Say what you will about the sophistication of either my culinary skill or taste. This much I'll say: the meal was easy. And that is an enormous relief in a place where lately I've come to the disappointing realization that everything is hard for me.
It's hard to cook. My supposedly fully furnished apartment contains about 3 dishes, and it is my goal to use these, along with the oven big enough to fit my whole fist inside, to make food that won't kill me or the loved ones I want to make it for. There are measurement unit discrepancies and ingredient discontinuities to be overcome, but those are secondary to the real obstacle to any kind of culinary endeavor: grease. There is a certain level of tenacious stickiness reserved uniquely in the world, I believe, for Argentine kitchens. A layer of grease graces the stove, the tile walls, the pots and pans and most of the dishes, fiercely and immutably resistant to scrubbings with dish soap, yellow side of sponge, green side of sponge, and steel wool. I've tried them all.

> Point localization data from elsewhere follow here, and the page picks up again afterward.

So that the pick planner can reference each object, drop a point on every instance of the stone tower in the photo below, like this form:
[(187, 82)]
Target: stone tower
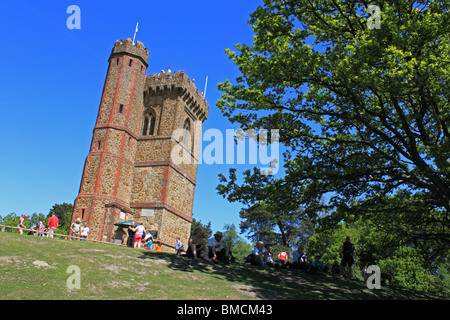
[(130, 172)]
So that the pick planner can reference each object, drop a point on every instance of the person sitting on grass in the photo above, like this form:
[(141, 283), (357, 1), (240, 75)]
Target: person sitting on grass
[(217, 250), (259, 255)]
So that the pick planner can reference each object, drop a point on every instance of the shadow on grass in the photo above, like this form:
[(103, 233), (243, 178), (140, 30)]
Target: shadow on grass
[(275, 284)]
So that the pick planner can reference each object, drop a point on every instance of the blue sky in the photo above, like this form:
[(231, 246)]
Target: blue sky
[(51, 81)]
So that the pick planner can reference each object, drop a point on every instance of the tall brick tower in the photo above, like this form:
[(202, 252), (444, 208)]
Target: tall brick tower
[(129, 172)]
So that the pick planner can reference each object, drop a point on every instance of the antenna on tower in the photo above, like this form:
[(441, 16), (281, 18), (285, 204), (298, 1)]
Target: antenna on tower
[(135, 31), (206, 83)]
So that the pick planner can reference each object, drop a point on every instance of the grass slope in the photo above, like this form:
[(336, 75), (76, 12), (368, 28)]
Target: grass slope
[(36, 268)]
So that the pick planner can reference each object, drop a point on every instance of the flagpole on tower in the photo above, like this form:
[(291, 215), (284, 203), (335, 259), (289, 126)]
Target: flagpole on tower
[(135, 31)]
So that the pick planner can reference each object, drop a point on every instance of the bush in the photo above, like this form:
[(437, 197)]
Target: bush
[(407, 269)]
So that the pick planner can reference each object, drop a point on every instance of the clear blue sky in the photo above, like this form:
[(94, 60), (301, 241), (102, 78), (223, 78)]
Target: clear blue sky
[(51, 81)]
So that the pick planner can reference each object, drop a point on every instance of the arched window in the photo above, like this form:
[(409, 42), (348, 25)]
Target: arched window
[(148, 127), (186, 133)]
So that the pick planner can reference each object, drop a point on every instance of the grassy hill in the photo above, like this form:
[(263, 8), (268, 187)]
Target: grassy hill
[(36, 268)]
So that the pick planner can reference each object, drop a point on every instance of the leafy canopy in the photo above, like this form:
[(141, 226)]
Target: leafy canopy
[(363, 112)]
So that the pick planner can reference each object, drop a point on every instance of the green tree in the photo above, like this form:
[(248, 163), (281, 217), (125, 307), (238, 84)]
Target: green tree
[(238, 246), (363, 112), (272, 213)]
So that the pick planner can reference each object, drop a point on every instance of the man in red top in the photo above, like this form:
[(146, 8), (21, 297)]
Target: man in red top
[(283, 257), (52, 224)]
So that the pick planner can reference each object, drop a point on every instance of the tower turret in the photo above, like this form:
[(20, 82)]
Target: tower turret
[(108, 172)]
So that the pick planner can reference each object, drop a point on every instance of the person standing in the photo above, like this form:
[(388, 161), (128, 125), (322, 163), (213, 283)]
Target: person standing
[(140, 229), (21, 226), (216, 250), (75, 229), (53, 222), (282, 256), (84, 232), (260, 254), (179, 247), (131, 234), (196, 246), (348, 252)]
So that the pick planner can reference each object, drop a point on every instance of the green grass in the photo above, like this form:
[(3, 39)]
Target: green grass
[(36, 268)]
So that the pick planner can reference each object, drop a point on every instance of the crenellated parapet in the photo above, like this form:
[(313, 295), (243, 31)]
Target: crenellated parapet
[(137, 50), (178, 83)]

My woes extend beyond the unctuous walls of my kitchen. All day long I try to get work done on my tiny computer, which defiantly chooses only the most unnecessary moments in which to run smoothly, and otherwise executes commands with all the supercharged velocity of chilled molasses. Of course this problem is independent of my computer's position on the globe, but here in Argentina I don't have access to the lighting-fast alternatives on my university's campus, like I'm used to. Buying a new machine is out of the question: thanks to protectionist import tariffs, consumer electronics routinely sell at about double the going rate in the U.S.
Also, truth be told, I'm lazy. This is nothing new either. But for some reason I have so much trouble focusing here. I'm supposed to be performing an evaluation of this gas installation program at the NGO where I'm volunteering. But I realize that I don't have a very solid notion of what I'm doing and I get overwhelmed and don't know where to begin; I make interminable lists of what I still need to learn in order to get started, a cowardly exercise that leaves me stressed with nothing to show for it.
I wake up most mornings with snot, lots of snot, and I evacuate it from my nostrils (Spanish: fosos nasales = "nasal trenches". Gorgeous.) frequently throughout the day only to have more of it continue its unflagging exodus from whatever inner region of my body seems bent on filling the whole world with the fruits of its manufacture. I don't want to go to the doctor, because it takes time (and phone bill -- I pay Arg$2, about 65 US cents, a minute) and I'm enrolled in this online course so I'll be able to graduate in December, which of course consumes way more time than I expected. All this complicates my ability to just explore this fascinating big terrifying repulsive elegant melancholy gorgeous incomprehensible anthill I live in, which is what I really want to do but it's hard.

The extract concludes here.